Sure, that is all well and good to say, but cost is pretty much the big factor and this sort of data processing capacity doesn’t come cheap, right?

Yep, you are right and this is how to approach that question according to Dunnett,

Cost is often highest in the minds of many arts organisations when considering an appropriate CRM/ticketing system, but there quite simply isn’t an inexpensive system that will offer the necessary functionality.

Do your research across several system suppliers and work out the cost of ownership over a three-to-five-year period. This is the best time period to test comparative cost-effectiveness,…

This becomes especially important when looking at systems that charge on the basis of a commission on the value of sales. 2 to 3% can sound like a low percentage but you need to be clear about what constitutes a sale

California Symphony–They Speak Your Language

I was excited to see Aubrey Bergauer posted a follow up to her original 2016 Orchestra X post regarding how the California Symphony was acting on the feedback it has received about the concert planning and attending experience. I have written about some of Aubrey’s work since then, but I was eager to see a cumulative reflection.

Unfortunately, her post came in the middle of the holiday production crunch so I only got around to reading it this week.

A couple of really interesting things that caught my attention in this latest post. First was the counter-intuitive value in leaving past events posted on the website. I always want to get the clutter of old information off my website so it is easy for potential attendees to find the information they want. While this is probably an important practice generally, for the California Symphony, leaving that information available helped bolster their credibility. She writes,

1) As the season progressed, this list got awkwardly short, especially for an orchestra like the California Symphony that doesn’t perform as frequently as our bigger-budget peers. Participants told us they couldn’t believe we didn’t perform more often, and it looked even worse when only a few concerts were on that list. 2) As they were trying to “get a sense of what we’re about,” as they said, they couldn’t really tell based on only a handful of upcoming shows

Another thing is that they started running digital ads in both English and Spanish. The Spanish ads have a link to a Spanish language landing page.

That pilot test did lead to a measurable increase in Latinx households, and so we decided to put some money behind developing the new site in both languages. Now, when we run ads in Spanish, we can link to landing pages in the same language, another step in making this important segment in our community feel invited and welcome here, as well as give them the information they need to join us.

This was not new information to me because Aubrey has been reporting her success attracting a broader audience segment on Twitter for a few weeks now.

While she didn’t report on the outcomes of the changes, her discussion of how they adjusted some of the website sections to be outwardly focused rather than inwardly focused gave me something to think about.

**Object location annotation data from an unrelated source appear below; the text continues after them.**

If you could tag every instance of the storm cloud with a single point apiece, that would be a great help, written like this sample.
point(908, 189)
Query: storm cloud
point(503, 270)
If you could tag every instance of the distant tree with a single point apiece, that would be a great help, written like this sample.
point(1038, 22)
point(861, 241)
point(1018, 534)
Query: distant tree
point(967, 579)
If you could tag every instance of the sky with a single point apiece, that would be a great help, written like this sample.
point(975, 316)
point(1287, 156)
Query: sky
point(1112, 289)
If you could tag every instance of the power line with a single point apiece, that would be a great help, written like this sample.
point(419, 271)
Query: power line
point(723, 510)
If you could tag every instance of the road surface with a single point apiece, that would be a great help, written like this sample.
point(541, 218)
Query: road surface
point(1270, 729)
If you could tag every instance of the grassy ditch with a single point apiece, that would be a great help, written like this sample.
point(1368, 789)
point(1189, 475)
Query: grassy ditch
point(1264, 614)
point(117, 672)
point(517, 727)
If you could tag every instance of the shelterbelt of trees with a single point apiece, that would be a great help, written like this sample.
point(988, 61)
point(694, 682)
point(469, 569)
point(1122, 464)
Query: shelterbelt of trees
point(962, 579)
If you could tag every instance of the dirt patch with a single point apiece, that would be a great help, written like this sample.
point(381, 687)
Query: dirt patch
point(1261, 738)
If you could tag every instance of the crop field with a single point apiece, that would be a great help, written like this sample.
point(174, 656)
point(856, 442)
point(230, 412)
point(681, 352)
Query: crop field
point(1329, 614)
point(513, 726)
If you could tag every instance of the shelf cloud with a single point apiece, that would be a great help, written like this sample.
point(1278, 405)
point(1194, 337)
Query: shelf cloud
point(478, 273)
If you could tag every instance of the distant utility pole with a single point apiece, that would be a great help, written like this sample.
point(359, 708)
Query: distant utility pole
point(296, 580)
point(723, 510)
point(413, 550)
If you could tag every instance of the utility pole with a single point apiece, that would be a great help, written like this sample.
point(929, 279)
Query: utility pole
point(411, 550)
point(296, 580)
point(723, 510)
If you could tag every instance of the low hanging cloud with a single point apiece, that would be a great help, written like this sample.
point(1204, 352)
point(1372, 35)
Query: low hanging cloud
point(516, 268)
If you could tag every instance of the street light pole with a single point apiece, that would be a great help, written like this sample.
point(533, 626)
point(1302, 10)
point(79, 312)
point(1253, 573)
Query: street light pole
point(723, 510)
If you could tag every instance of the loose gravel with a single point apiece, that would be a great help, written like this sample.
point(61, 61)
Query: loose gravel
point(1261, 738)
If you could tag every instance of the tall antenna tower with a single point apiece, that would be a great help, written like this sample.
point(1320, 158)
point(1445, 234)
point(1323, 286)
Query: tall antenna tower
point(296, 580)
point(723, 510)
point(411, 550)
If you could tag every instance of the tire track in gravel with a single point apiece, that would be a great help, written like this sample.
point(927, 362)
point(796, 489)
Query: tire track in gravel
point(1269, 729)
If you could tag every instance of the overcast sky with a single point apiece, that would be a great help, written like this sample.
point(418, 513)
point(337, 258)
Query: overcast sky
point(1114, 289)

For example, instead of “Education” as a navigation header they are using “Off Stage” with subheaders focused on kids, adults and artists. They also changed “Support Us” to the more outwardly oriented “Your Support.”

A lot of the work they did was in the area of providing background information both in their program book and website. Their program notes are more about the background of the artists and music than the technical details of the music. They have song clips and information drawn from Wikipedia available online for those who want to know more. They changed their writing style to short bullet points rather than paragraphs.

Aubrey provides the rationale behind these changes based both in research and user feedback so it is definitely worth while to read this recent post.